At first glance, it appeared to be just talk of a mere technical change and could have passed unnoticed. It’s still in the “discussion” phase, so it’s quite possible that many traders ignored it.

The issue is that this particular topic could rile up differences between the “north” and “south”, along with a long-standing rift regarding monetary policy. If implemented, it could put the EU closer to the US in terms of the inflation outlook. Moreover, this could shift some of the balance of power within the EU.

So, unsurprisingly, if the discussion becomes serious, there could also be some severe pushback. So, it’s worth having a look at this in case it escalates from just media reports to an actual debate.

What’s at stake

According to FT, four ECB members said they would support increasing the amount of EU-issued assets that the ECB is buying as part of its PEPP program.

That’s a lot of jargon. Basically, the ECB’s emergency asset purchases supposedly cover a wide range of assets to support the economy and provide liquidity. Currently, they are only allowed to buy up to 10% of their purchases in debt issued by the European Union (the governing body).

The European Union only until recently has had the authority to issue debt to finance itself. The primary source of income for the Union is contributions from the member states.

However, they are moving to a model where the EU itself could levy taxes. This means that the EU would function more like a federal government on a fiscal level. This practically implies that the Union can issue debt and pay it back through taxes.

What that has to do with inflation

One of the ways to expand the monetary base is for governments to issue debt, spend the money, and then the central bank would buy the debt to provide liquidity.

This is a relatively common practice. In fact, “southern” countries highly favored this procedure before the euro. Effectively, it gives the government more spending power at the cost of higher inflation.

However, “northern” countries relying on fiscal surpluses and a strong currency are very much opposed to this kind of policy. The ECB so far has been using the “northern” policy model of maintaining price stability and expecting economic growth to drive inflation.

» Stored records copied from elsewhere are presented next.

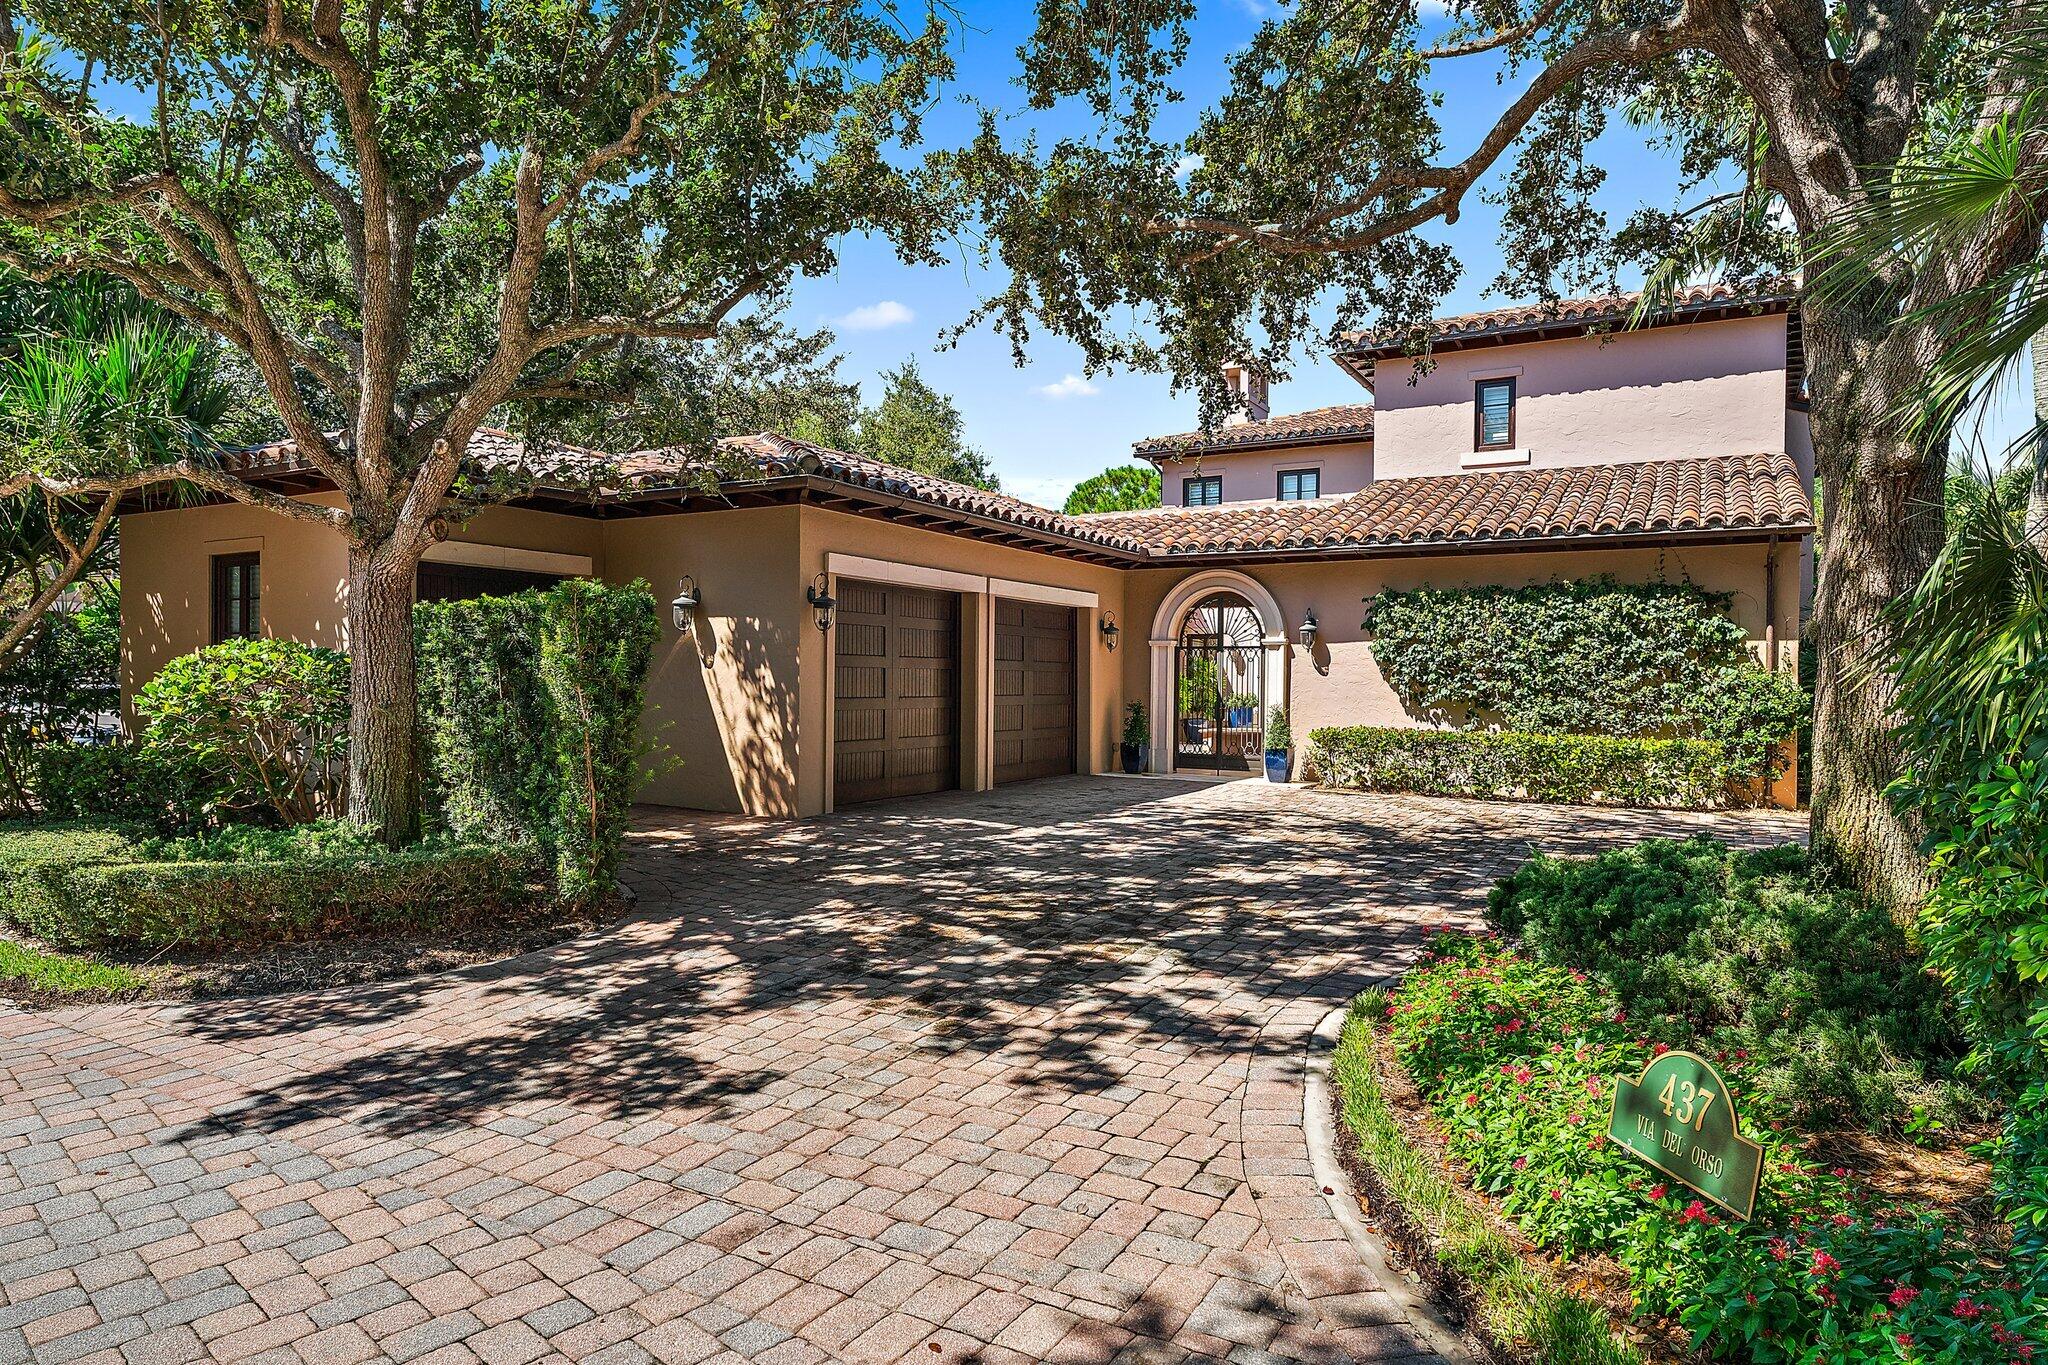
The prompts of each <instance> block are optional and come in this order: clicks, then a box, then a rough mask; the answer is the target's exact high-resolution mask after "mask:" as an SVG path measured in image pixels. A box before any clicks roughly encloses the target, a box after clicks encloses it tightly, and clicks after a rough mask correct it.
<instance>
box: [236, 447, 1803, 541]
mask: <svg viewBox="0 0 2048 1365" xmlns="http://www.w3.org/2000/svg"><path fill="white" fill-rule="evenodd" d="M471 452H473V454H477V460H479V465H481V467H485V469H492V471H502V473H506V471H508V473H520V475H522V477H530V479H537V481H539V483H541V485H543V487H553V489H573V491H582V493H590V495H594V497H635V495H647V493H657V491H666V489H692V491H705V493H711V491H715V489H735V487H743V485H745V483H756V481H772V479H791V477H809V479H823V481H829V483H840V485H848V487H854V489H866V491H870V493H885V495H891V497H901V499H905V501H913V503H924V505H932V508H944V510H952V512H963V514H971V516H979V518H985V520H991V522H1004V524H1010V526H1018V528H1022V530H1030V532H1038V534H1042V536H1057V538H1063V540H1071V542H1081V544H1087V546H1098V548H1102V551H1108V553H1112V555H1118V557H1128V559H1133V561H1139V563H1143V561H1149V559H1182V557H1188V555H1231V553H1247V551H1346V548H1391V546H1403V544H1454V542H1475V544H1481V542H1501V540H1548V538H1587V536H1616V534H1655V532H1661V530H1675V532H1696V530H1790V532H1806V530H1810V526H1812V505H1810V503H1808V499H1806V489H1804V485H1802V483H1800V475H1798V467H1796V465H1794V463H1792V456H1788V454H1784V452H1765V454H1739V456H1720V458H1694V460H1645V463H1636V465H1589V467H1583V469H1513V471H1487V473H1468V475H1440V477H1423V479H1384V481H1380V483H1372V485H1370V487H1366V489H1362V491H1358V493H1348V495H1343V497H1321V499H1313V501H1245V503H1223V505H1219V508H1153V510H1149V512H1102V514H1090V516H1065V514H1061V512H1053V510H1049V508H1038V505H1034V503H1028V501H1024V499H1020V497H1010V495H1008V493H989V491H985V489H977V487H971V485H965V483H954V481H952V479H938V477H932V475H922V473H915V471H909V469H901V467H897V465H885V463H883V460H872V458H868V456H862V454H852V452H846V450H831V448H829V446H817V444H813V442H807V440H793V438H788V436H776V434H772V432H762V434H756V436H735V438H729V440H725V442H721V452H719V456H717V458H707V456H705V454H700V452H694V450H680V448H672V450H633V452H627V454H618V456H610V454H604V452H600V450H588V448H582V446H549V448H545V450H543V452H530V450H528V448H526V444H524V442H520V440H518V438H514V436H508V434H506V432H498V430H487V432H477V436H475V438H473V442H471ZM231 463H233V465H236V467H240V469H246V471H248V473H289V471H297V469H303V465H301V463H299V460H297V452H295V450H293V446H291V442H272V444H268V446H256V448H252V450H242V452H236V454H233V456H231Z"/></svg>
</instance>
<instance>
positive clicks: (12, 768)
mask: <svg viewBox="0 0 2048 1365" xmlns="http://www.w3.org/2000/svg"><path fill="white" fill-rule="evenodd" d="M82 593H84V606H82V608H80V610H76V612H61V610H51V612H47V614H45V616H43V622H41V624H39V626H37V628H35V632H33V634H31V636H29V641H27V643H25V645H20V647H18V649H16V651H14V655H12V657H10V659H8V661H6V665H4V667H0V814H27V812H29V810H33V808H41V806H43V800H41V792H39V788H37V755H39V753H41V751H43V749H49V747H57V745H63V747H70V745H74V743H80V741H84V739H88V737H90V735H92V731H94V726H96V724H98V722H100V716H104V714H109V712H113V710H117V708H119V706H121V688H119V684H117V681H115V669H117V667H119V663H121V612H119V589H117V587H109V585H106V583H86V585H84V587H82Z"/></svg>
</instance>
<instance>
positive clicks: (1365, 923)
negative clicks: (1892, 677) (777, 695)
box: [0, 778, 1798, 1365]
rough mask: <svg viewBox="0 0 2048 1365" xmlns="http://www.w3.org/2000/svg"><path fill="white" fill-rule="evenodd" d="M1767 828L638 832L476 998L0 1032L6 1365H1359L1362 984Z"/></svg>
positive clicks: (1087, 828)
mask: <svg viewBox="0 0 2048 1365" xmlns="http://www.w3.org/2000/svg"><path fill="white" fill-rule="evenodd" d="M1700 827H1714V829H1716V831H1720V833H1726V835H1731V837H1741V839H1745V841H1749V839H1753V841H1778V839H1786V837H1794V835H1796V831H1798V827H1796V823H1792V821H1788V819H1784V817H1720V819H1710V817H1679V814H1640V812H1589V810H1561V808H1542V806H1507V804H1477V802H1432V800H1411V798H1378V796H1343V794H1325V792H1307V790H1294V788H1270V786H1266V784H1255V782H1239V784H1225V786H1188V784H1178V782H1163V780H1153V782H1145V780H1114V778H1096V780H1079V778H1077V780H1059V782H1042V784H1030V786H1020V788H1010V790H1004V792H997V794H983V796H946V798H932V800H918V802H901V804H893V806H874V808H866V810H858V812H846V814H842V817H836V819H827V821H811V823H760V821H754V823H750V821H684V823H676V821H674V819H670V821H668V823H666V825H664V821H662V817H657V814H655V812H649V817H647V825H645V829H643V831H641V833H639V835H637V837H635V851H633V855H631V868H629V880H631V884H633V886H635V888H637V892H639V896H641V900H639V907H637V913H635V917H633V919H631V923H627V925H623V927H621V929H616V931H612V933H608V935H594V937H590V939H582V941H575V943H569V945H563V948H557V950H551V952H545V954H535V956H528V958H522V960H516V962H508V964H498V966H492V968H481V970H469V972H461V974H453V976H440V978H428V980H414V982H399V984H389V986H369V988H352V990H336V993H328V995H317V997H293V999H274V1001H250V1003H211V1005H201V1007H104V1009H86V1011H66V1013H55V1015H27V1013H18V1011H4V1013H0V1285H4V1308H0V1361H18V1359H37V1361H68V1359H94V1361H109V1363H113V1361H133V1363H137V1365H139V1363H143V1361H195V1359H219V1361H231V1359H281V1361H287V1359H313V1361H338V1363H354V1361H367V1359H391V1361H410V1359H430V1361H436V1363H438V1361H471V1359H483V1361H494V1363H498V1361H504V1363H512V1365H524V1363H526V1361H539V1359H571V1361H647V1359H649V1357H653V1359H664V1361H707V1359H709V1361H899V1359H918V1361H944V1363H954V1361H987V1363H997V1361H1106V1359H1120V1361H1180V1359H1229V1361H1270V1359H1303V1361H1341V1359H1397V1357H1405V1355H1415V1353H1419V1351H1421V1345H1419V1342H1417V1338H1415V1336H1413V1334H1411V1330H1409V1328H1407V1324H1405V1322H1403V1318H1401V1312H1399V1308H1397V1306H1395V1304H1393V1300H1391V1297H1389V1295H1386V1293H1384V1291H1382V1289H1380V1287H1378V1285H1376V1283H1372V1279H1370V1275H1366V1273H1364V1271H1362V1269H1360V1265H1358V1261H1356V1257H1352V1254H1350V1248H1348V1244H1343V1242H1341V1236H1339V1232H1337V1228H1335V1222H1333V1220H1331V1218H1329V1214H1327V1205H1325V1203H1323V1201H1321V1191H1317V1189H1315V1187H1313V1183H1311V1181H1309V1166H1307V1154H1305V1146H1303V1136H1300V1062H1303V1056H1305V1052H1303V1050H1305V1042H1307V1036H1309V1029H1313V1025H1315V1023H1317V1019H1319V1017H1321V1015H1323V1013H1325V1011H1327V1009H1329V1007H1331V1005H1335V1003H1341V1001H1343V999H1348V997H1350V995H1352V993H1354V990H1358V988H1362V986H1364V984H1368V982H1374V980H1384V978H1386V976H1389V974H1393V972H1397V970H1399V968H1401V966H1403V964H1407V962H1409V960H1411V956H1413V954H1415V948H1417V943H1419V939H1421V933H1423V931H1425V927H1427V925H1434V923H1442V921H1454V919H1464V917H1468V915H1473V913H1475V911H1477V907H1479V898H1481V892H1483V888H1485V884H1487V880H1489V878H1491V876H1495V874H1499V872H1501V870H1505V868H1509V866H1511V864H1513V862H1516V860H1520V857H1522V855H1524V851H1526V849H1528V845H1530V843H1532V841H1540V843H1544V845H1546V847H1559V849H1591V847H1597V845H1604V843H1616V841H1624V839H1636V837H1645V835H1651V833H1677V831H1686V829H1700Z"/></svg>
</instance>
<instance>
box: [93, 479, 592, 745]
mask: <svg viewBox="0 0 2048 1365" xmlns="http://www.w3.org/2000/svg"><path fill="white" fill-rule="evenodd" d="M307 501H326V503H334V501H336V499H334V497H311V499H307ZM451 540H467V542H473V544H492V546H514V548H524V551H547V553H555V555H578V557H584V559H590V561H592V571H594V573H600V575H602V573H604V544H602V524H600V522H592V520H588V518H573V516H555V514H549V512H528V510H524V508H492V510H487V512H481V514H477V516H475V518H473V520H471V522H469V524H467V526H463V528H461V530H459V532H455V534H453V536H451ZM248 551H256V553H258V555H262V606H260V622H262V632H264V634H274V636H283V639H293V641H305V643H309V645H328V647H334V649H346V647H348V630H346V624H344V620H342V616H344V610H346V598H348V548H346V544H344V542H342V536H340V534H338V532H332V530H328V528H324V526H313V524H309V522H293V520H287V518H281V516H276V514H274V512H264V510H262V508H248V505H242V503H219V505H207V508H172V510H164V512H137V514H129V516H123V518H121V700H123V706H127V702H129V698H133V696H135V690H137V688H139V686H141V684H145V681H150V679H152V677H156V671H158V669H160V667H164V663H166V661H168V659H174V657H176V655H188V653H193V651H195V649H203V647H205V645H207V643H211V636H213V557H215V555H242V553H248Z"/></svg>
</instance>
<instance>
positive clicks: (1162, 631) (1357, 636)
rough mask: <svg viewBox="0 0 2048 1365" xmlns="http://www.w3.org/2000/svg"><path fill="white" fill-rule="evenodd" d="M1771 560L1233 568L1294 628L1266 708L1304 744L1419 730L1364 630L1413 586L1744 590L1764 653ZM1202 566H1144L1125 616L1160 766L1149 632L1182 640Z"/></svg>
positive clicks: (1279, 563)
mask: <svg viewBox="0 0 2048 1365" xmlns="http://www.w3.org/2000/svg"><path fill="white" fill-rule="evenodd" d="M1765 559H1767V546H1763V544H1720V546H1694V548H1667V551H1655V548H1647V551H1626V548H1624V551H1563V553H1542V555H1432V557H1413V559H1346V561H1325V563H1272V565H1247V567H1237V569H1233V571H1237V573H1245V575H1249V577H1251V579H1255V581H1257V583H1260V585H1262V587H1266V591H1270V593H1272V598H1274V600H1276V604H1278V608H1280V616H1282V622H1284V626H1286V636H1288V645H1286V665H1284V673H1286V681H1284V686H1276V684H1274V681H1272V679H1268V686H1266V694H1268V696H1266V700H1268V704H1272V702H1278V700H1282V696H1284V698H1286V702H1288V720H1290V724H1292V729H1294V735H1296V739H1298V741H1300V739H1307V735H1309V731H1313V729H1317V726H1325V724H1421V720H1417V718H1415V716H1411V714H1409V712H1407V710H1405V708H1403V704H1401V698H1399V696H1397V694H1395V690H1393V688H1391V686H1389V684H1386V675H1384V673H1380V667H1378V663H1376V661H1374V657H1372V643H1370V641H1368V639H1366V632H1364V628H1362V622H1364V600H1366V598H1370V596H1374V593H1378V591H1384V589H1397V591H1399V589H1411V587H1423V585H1427V587H1481V585H1489V583H1499V585H1509V587H1511V585H1522V583H1548V581H1552V579H1567V577H1593V575H1602V573H1608V575H1614V577H1616V579H1620V581H1624V583H1647V581H1655V579H1659V577H1665V579H1690V581H1694V583H1698V585H1702V587H1706V589H1712V591H1726V593H1735V602H1733V608H1731V616H1733V618H1735V622H1737V624H1739V626H1743V630H1745V632H1747V634H1749V639H1751V647H1753V649H1755V651H1757V657H1759V659H1761V657H1763V643H1765V624H1767V620H1765V606H1763V585H1765V577H1769V575H1767V571H1765ZM1200 573H1202V571H1200V569H1180V571H1165V569H1141V571H1137V573H1130V575H1126V577H1128V589H1126V608H1128V622H1130V626H1133V628H1130V632H1128V634H1130V639H1133V649H1130V651H1128V655H1126V657H1124V665H1122V684H1124V690H1126V692H1128V696H1130V698H1147V704H1149V706H1151V710H1153V716H1155V724H1153V733H1155V741H1153V747H1155V755H1153V757H1155V765H1163V763H1161V759H1163V755H1161V753H1159V743H1161V741H1159V739H1157V737H1159V735H1165V733H1167V729H1161V726H1169V724H1171V712H1169V708H1171V696H1169V694H1161V692H1159V688H1157V684H1155V681H1153V667H1151V661H1149V657H1147V655H1149V647H1147V643H1145V636H1147V634H1151V632H1153V630H1157V632H1159V634H1161V636H1171V634H1176V632H1178V628H1180V622H1178V620H1174V622H1167V620H1157V614H1159V608H1161V604H1163V602H1165V600H1167V596H1169V593H1174V589H1176V587H1178V585H1180V583H1184V581H1188V579H1190V577H1196V575H1200ZM1776 591H1778V606H1776V626H1778V630H1776V639H1778V667H1782V669H1796V667H1798V602H1800V544H1798V542H1796V540H1786V542H1780V546H1778V573H1776ZM1311 608H1313V610H1315V618H1317V626H1319V632H1317V645H1315V651H1313V655H1311V653H1307V651H1303V647H1300V645H1298V643H1296V628H1298V626H1300V622H1303V618H1305V614H1307V612H1309V610H1311ZM1774 798H1776V800H1778V804H1784V806H1792V804H1796V788H1794V778H1792V776H1790V774H1788V776H1786V778H1784V780H1780V784H1778V788H1776V790H1774Z"/></svg>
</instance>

Nonetheless, the ECB has struggled to generate enough inflation, as the eurozone economy has languished in slow growth for the last decade or so. That could lead to some erosion of the strength of the “north” side.

Most notably, Lagarde is in favor of higher central bank investment in government debt – or at least that’s what she argued prior to becoming ECB chief.

Future implications

With only four out of 27 members of the monetary council in favor of the measure, it’s unlikely to advance at this point. This means that we are not likely to see any immediate moves in the euro or European stocks.

However, it’s one of those back-burner issues that could come to the fore if more members sign on to it. The mere fact that the ECB is discussing it could lead to internal tensions over policy.

Nevertheless, given the long-term implications, it would be surprising if someone from the ECB comes out soon to say that it’s just a rumor and the bank isn’t considering it seriously.